Incident Report for Duo

Postmortem

Summary

On June 14, 2023, at around 20:00 EDT, Duo's Engineering Team was alerted by our internal monitoring systems that Duo’s data pipeline systems were experiencing high latency in ingesting authentication and SSO logs. Soon after the alert, there were delays in data arriving to be queried for authentication and SSO logs from the Duo Admin Panel and Duo Admin APIs. The root cause of the latency was identified as a service stuck in an intermittent error state during the scheduled deployments on that day.

The issue was resolved on the same day by manually restarting the specific service within our data pipeline which allowed the system to recover fully.

Deployments Impacted

DUO9
DUO17
DUO22
DUO39
DUO40
DUO42
DUO45
DUO49
DUO50
DUO52
DUO55
DUO56
DUO58
DUO61
DUO62
DUO63
DUO64
DUO65
DUO71
DUO72
DUO73

Timeline of Events EDT

2023-06-14 18:41 - Duo Engineering team completes the regular scheduled deployments for its data pipeline services.

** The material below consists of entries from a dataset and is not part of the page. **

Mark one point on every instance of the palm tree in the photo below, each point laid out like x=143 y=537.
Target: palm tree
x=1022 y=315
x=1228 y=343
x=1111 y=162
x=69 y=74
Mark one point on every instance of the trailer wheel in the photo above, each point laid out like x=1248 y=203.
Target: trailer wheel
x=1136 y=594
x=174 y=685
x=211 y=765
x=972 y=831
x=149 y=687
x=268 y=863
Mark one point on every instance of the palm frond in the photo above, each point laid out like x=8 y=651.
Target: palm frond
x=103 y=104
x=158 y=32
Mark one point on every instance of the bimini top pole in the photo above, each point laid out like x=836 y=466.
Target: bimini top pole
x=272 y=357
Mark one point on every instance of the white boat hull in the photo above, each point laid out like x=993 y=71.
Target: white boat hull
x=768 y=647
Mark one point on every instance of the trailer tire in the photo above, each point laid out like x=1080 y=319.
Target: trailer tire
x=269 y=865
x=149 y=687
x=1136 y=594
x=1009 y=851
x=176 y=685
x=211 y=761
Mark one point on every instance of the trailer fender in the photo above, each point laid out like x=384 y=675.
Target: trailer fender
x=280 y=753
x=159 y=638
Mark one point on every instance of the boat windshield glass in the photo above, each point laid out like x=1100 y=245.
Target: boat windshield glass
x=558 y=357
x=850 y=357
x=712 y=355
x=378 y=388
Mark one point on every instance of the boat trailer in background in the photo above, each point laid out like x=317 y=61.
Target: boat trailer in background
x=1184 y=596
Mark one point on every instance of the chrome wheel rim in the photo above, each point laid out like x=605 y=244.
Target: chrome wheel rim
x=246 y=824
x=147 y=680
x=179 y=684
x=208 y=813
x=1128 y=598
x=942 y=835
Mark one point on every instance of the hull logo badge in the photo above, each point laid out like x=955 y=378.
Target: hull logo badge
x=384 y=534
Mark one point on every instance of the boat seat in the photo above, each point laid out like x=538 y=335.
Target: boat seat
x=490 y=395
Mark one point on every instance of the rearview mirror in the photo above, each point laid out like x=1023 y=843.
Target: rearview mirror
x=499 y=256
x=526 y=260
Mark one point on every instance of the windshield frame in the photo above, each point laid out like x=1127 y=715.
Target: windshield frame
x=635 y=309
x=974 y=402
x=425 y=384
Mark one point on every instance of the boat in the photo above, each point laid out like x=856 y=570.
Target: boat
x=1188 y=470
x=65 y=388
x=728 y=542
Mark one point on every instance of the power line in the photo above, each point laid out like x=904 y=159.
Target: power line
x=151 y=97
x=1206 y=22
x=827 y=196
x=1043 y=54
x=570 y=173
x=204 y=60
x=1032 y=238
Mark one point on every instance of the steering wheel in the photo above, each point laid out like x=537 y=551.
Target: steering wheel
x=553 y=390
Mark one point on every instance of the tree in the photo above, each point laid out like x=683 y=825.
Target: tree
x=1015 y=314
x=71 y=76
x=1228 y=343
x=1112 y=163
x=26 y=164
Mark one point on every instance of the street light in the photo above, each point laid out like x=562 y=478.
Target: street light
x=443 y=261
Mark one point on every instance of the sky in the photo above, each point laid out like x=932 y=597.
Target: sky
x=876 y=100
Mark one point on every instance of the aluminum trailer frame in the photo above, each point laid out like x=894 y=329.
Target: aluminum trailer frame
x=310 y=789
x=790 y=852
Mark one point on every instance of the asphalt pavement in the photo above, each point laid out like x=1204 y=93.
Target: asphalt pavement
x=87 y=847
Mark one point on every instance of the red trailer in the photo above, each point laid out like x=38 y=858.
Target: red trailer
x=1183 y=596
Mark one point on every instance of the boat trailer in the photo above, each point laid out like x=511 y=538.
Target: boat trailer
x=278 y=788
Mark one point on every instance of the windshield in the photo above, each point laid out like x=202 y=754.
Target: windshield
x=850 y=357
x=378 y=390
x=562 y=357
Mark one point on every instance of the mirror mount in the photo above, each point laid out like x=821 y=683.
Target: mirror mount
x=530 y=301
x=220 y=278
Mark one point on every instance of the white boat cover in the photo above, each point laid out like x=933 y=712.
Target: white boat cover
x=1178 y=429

2023-06-14 20:00 - Duo Engineering team is alerted of an issue and begins troubleshooting.

2023-06-14 21:36 - Duo Engineering team finds the specific issue causing the latency in ingesting authentication and SSO logs.

2023-06-14 21:48 - Duo Engineering team begins restarting the service experiencing issues.

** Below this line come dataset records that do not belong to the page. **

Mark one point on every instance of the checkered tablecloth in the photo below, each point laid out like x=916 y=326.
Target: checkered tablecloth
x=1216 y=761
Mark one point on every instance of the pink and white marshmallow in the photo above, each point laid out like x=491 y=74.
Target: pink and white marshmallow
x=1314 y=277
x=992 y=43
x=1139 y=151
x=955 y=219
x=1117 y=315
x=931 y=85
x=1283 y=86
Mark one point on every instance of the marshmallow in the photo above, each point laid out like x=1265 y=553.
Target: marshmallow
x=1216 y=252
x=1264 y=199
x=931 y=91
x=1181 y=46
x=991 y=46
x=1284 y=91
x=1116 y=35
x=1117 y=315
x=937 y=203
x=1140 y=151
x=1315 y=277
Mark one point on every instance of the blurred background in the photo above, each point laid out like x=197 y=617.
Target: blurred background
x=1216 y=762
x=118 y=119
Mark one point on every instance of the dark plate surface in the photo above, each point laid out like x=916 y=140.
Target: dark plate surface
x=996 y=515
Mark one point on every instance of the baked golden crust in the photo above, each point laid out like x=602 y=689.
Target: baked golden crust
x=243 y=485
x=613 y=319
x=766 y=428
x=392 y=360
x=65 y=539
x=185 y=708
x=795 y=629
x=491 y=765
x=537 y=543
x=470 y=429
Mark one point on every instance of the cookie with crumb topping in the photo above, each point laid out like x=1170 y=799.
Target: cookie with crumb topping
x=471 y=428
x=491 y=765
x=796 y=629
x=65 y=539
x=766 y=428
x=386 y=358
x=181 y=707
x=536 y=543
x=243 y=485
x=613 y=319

2023-06-14 22:05 - The system was restarted successfully and we immediately stopped receiving alerts for the ingestion latency.

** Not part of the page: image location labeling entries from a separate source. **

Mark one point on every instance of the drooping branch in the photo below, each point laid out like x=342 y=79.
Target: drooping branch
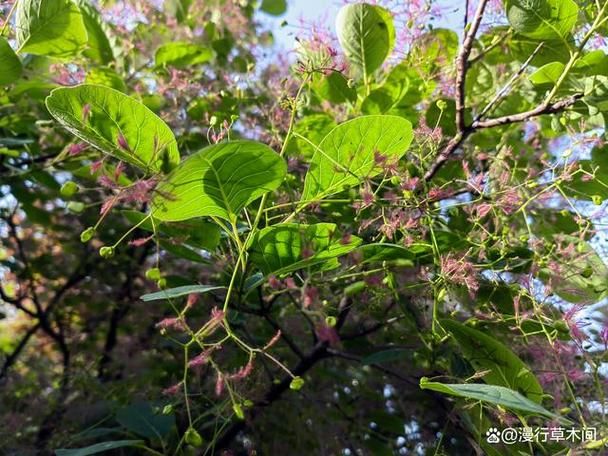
x=462 y=62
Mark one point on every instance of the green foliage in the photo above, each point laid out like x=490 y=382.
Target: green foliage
x=354 y=217
x=274 y=7
x=176 y=292
x=140 y=418
x=219 y=181
x=182 y=55
x=282 y=249
x=542 y=19
x=50 y=27
x=497 y=395
x=99 y=448
x=115 y=124
x=9 y=62
x=502 y=367
x=367 y=35
x=349 y=153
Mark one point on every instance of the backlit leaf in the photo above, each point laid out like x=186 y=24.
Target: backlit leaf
x=220 y=180
x=115 y=124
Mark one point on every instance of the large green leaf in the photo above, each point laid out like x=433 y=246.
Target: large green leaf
x=542 y=19
x=486 y=353
x=281 y=249
x=99 y=47
x=9 y=62
x=348 y=153
x=497 y=395
x=99 y=448
x=182 y=55
x=274 y=7
x=334 y=87
x=393 y=89
x=50 y=27
x=583 y=279
x=220 y=180
x=367 y=35
x=104 y=117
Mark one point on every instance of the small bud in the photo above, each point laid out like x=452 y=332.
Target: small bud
x=297 y=383
x=106 y=252
x=355 y=288
x=76 y=206
x=69 y=189
x=192 y=437
x=153 y=274
x=87 y=234
x=238 y=411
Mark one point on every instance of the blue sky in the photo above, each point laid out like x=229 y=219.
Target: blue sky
x=313 y=10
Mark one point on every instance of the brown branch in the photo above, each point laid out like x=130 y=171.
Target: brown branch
x=456 y=142
x=12 y=358
x=462 y=64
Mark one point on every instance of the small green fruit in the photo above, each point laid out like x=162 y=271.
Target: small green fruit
x=153 y=274
x=238 y=411
x=69 y=189
x=87 y=234
x=297 y=383
x=76 y=206
x=106 y=252
x=192 y=437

2023-06-14 22:18 - The latency returns to baseline levels.

2023-06-14 22:33 - The StatusPage is updated to Monitoring.

2023-06-14 22:52 - The StatusPage is updated to Resolved.

Details

Duo Engineering completed the scheduled deployment of services that constitute our data pipeline which serves the authentication and SSO logs. After the deployment, our monitoring system alerted us that the system was unable to ingest logs at the expected pace and the ingestion latency was high. Shortly after the alert, we started investigating the issue. We still had other nodes that were ingesting these logs but the service performance was degraded and slow.

This issue would have affected the retrieval of authentication and SSO logs from the Duo Admin Panel and Admin APIs. We then determined that the degraded state was due to the intermittent errors in a critical service of the system. As a quick fix, we decided to restart the service experiencing issues.

Once the restart was completed, the ingest latency went back to the normal and expected levels. The alerts from our monitoring also stopped and the incident was eventually marked as resolved after careful consideration from our teams. Note, this did not affect authentications in any way.

What is Duo doing to prevent this in the future?

Duo Engineering is continuing to investigate why the intermittent errors were seen in the first place. We are also adding more monitoring around our system to detect this specific problem sooner. We are also considering adjusting our deployment schedules to ensure that detection and remediation of problems is more prompt.

Note: You can find your Duo deployment’s ID and sign up for updates via the StatusPage by following the instructions in this knowledge base article.

Posted Jun 22, 2023 - 19:01 EDT

Resolved

After monitoring the latency issues in the Authentication and SSO Log, the issue is confirmed as resolved. As of 02:37 UTC June 15, Authentication Logs are operating normally. We will provide an RCA as soon as it is available.

Posted Jun 14, 2023 - 22:52 EDT

Monitoring

After the fix being implemented we are experiencing service improvements we are now monitoring the solution. We will update this page in case of new information or developments.

Posted Jun 14, 2023 - 22:33 EDT

Identified

The issue has been identified and a fix is being implemented.

Posted Jun 14, 2023 - 22:30 EDT

Investigating

We have identified an issue that prevented some log entries from being populated correctly for events that occurred since 10:30 PM UTC on June 14th. This issue affects the authentication and Duo SSO logs visible via the Duo Admin Panel as well as authentication logs retrieved via the Duo Admin API.
Recovery is currently in progress and we will post an update as soon as all entries are up to date.

No authentications are affected and all other services are operational at this time.

Posted Jun 14, 2023 - 22:14 EDT

This incident affected: DUO17 (Admin Panel), DUO22 (Admin Panel), DUO39 (Admin Panel), DUO40 (Admin Panel), DUO42 (Admin Panel), DUO45 (Admin Panel), DUO9 (Admin Panel), DUO49 (Admin Panel), DUO50 (Admin Panel), DUO52 (Admin Panel), DUO55 (Admin Panel), DUO56 (Admin Panel), DUO58 (Admin Panel), DUO62 (Admin Panel), DUO63 (Admin Panel), DUO64 (Admin Panel), DUO65 (Admin Panel), DUO71 (Admin Panel), DUO72 (Admin Panel), and DUO73 (Admin Panel).